However more times than not, Project Change Coordinators are challenged by a level of commitment that can sometimes appear apathetic, coercive or misleading. This quietly administered adversity may be from managers, who are resisting change, or service professionals who are resisting change, no matter how big or small that resistance may be. Emotional responses that are not conducive to the proposed change tend to demonstrate varying levels of personal commitment to the change as well as to personal
So, how can an already fully service committed workforce also be persuaded to fully commit to the change project?
One of the areas of full commitment is payday. All employees are fully committed to receiving wages for services rendered. The employees wage has agreed terms and conditions and so far those terms and conditions may not have included processing a change.
This does not mean that the employee, irrespective of their status within the organisation, is not required to fulfill their obligations to the wellbeing of the company by supporting, helping to facilitate and actioning change. But what it does mean is that the added workload, for the tactical response group in particular, will be far greater than for a management group, should that management group be top down delegators as opposed to hands on doers. In this way the political dynamics of the organisation will play a big part in whether or not the proposed change is going to be processed within the desired time frame and with the desired
result. This always reflects an imbalance in the levels of commitment between groups. This imbalance nearly always creates communication barriers. Therefore the key to increasing levels of commitment in a workforce that is already fully committed to their service level is human communication.
Communication that builds trust between the organisational service groups is advised. Trust development must begin with the
proponents of the change project sharing their vision with all employees in the clearest and most transparent way possible.
The important element to remember, when building trust relationships during change, is that the process of change is not perfect. Individual histories of trust experiences will influence an employee’s ability to fully commit to change objectives. Personalities interpret communications in unique ways and perspective plays a big part in how employees view their role in the facilitation and actioning of the change process. Consequently, be prepared for emotional responses, that will need to be considered in the project planning of trust development, if you want to be successful in furthering trust relationships, in a workplace that may already have strong trust relationships in place. For trust is a firm belief that something can be relied upon . Individual perceptions of the meaning of change produce all kinds of emotional pro-actions and responses.

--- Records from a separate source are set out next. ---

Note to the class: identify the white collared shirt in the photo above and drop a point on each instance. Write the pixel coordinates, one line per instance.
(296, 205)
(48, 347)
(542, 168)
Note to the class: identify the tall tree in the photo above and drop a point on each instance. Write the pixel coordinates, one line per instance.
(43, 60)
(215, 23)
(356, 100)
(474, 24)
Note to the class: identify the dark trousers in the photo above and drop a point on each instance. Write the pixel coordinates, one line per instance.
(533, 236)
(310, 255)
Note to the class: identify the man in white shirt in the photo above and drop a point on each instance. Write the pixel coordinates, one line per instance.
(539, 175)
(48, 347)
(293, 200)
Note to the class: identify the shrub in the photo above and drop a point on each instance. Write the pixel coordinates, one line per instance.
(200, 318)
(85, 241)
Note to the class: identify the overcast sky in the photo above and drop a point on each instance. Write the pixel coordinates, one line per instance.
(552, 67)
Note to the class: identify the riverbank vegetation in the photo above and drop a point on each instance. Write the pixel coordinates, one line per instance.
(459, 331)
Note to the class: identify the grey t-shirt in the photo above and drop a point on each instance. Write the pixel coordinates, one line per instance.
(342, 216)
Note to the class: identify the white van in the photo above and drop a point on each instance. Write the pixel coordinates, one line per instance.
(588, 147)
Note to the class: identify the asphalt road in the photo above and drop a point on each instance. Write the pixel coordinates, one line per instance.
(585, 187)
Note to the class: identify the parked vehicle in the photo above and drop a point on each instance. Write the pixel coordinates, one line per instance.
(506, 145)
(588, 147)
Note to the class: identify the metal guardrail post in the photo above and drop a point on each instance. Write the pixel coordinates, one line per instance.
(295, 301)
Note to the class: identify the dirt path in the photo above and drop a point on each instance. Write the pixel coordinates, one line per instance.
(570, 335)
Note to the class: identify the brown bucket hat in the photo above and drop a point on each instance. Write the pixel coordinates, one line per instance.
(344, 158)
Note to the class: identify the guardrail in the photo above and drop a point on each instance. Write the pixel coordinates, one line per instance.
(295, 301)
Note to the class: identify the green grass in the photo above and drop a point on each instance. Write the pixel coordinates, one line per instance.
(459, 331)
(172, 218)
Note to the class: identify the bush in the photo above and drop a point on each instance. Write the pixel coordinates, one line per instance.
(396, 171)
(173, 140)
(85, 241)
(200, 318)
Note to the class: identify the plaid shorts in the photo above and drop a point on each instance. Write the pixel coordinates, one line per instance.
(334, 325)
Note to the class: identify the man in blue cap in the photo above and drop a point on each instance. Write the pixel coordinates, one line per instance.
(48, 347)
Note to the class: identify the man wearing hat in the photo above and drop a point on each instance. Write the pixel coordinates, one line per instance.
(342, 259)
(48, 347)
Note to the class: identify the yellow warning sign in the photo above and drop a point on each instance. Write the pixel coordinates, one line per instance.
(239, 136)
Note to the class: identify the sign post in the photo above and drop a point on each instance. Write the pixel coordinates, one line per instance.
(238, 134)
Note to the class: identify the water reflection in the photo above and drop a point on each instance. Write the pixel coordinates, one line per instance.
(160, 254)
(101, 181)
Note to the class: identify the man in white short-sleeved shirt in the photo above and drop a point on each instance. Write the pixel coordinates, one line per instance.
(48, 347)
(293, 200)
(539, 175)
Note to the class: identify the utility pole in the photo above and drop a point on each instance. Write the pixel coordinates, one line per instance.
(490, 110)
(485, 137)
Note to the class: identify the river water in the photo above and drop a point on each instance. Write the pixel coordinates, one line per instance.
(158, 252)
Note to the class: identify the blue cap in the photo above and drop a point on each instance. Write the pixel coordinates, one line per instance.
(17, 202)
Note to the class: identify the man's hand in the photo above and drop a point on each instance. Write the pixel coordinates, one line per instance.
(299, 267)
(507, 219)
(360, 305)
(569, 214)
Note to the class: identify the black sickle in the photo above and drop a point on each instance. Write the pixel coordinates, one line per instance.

So the key question to ask yourself when developing a change management, trust development communication program in order to facilitate commitment to the change project is:-
“how can I be confident that the expectations of this change project will be reliable, dependable and obliging for all concerned”.
Kevin Dwyer of The Change Factory had this to offer:-
“Building trust by communicating early and often, establishing standards of performance as part of the change program; training, coaching and counseling people to enable them to execute to the standards of performance, and setting a low tolerance
level for non-performance will build pride in a job well done, leading to career advancement. This approach has built self sustaining momentum in a Change Program every time I have used it. Many organisations think they do it when
instituting change. However, most organisations do not. Most change programs fail the longevity test.”
Dwyer’s trust development program is founded in the belief that “low tolerance for non-performance is a key element.. (in the building of).. critical mass”.
Mr. Dwyer communicates confidently that the low tolerance expectations of his change program will be reliable, dependable and obliging for all concerned. He further suggests that while a few people may be altruistic about change, the major motivator is “What's In It For Me?" from which he offers the acronym WIIFM.
Under his WIIGM Program, Dwyer suggests 5 reliable, dependable and obliging trust development considerations which are:-
1. low tolerance outcomes for non-performance
2. career advancement and remuneration outcomes as a result of a completed change process
3. personal pride in a job well done as an outcome of the change management process
4. recognition of the employees capability to change, and
5. changed standards of performance.
Kevin Dwyer’s objectives demonstrate a high level of confidence and expectation in the outcomes of his trust development program, that is designed to increase the commitment levels of employees undergoing organisational change. He also records a solid record of achievement using his methods.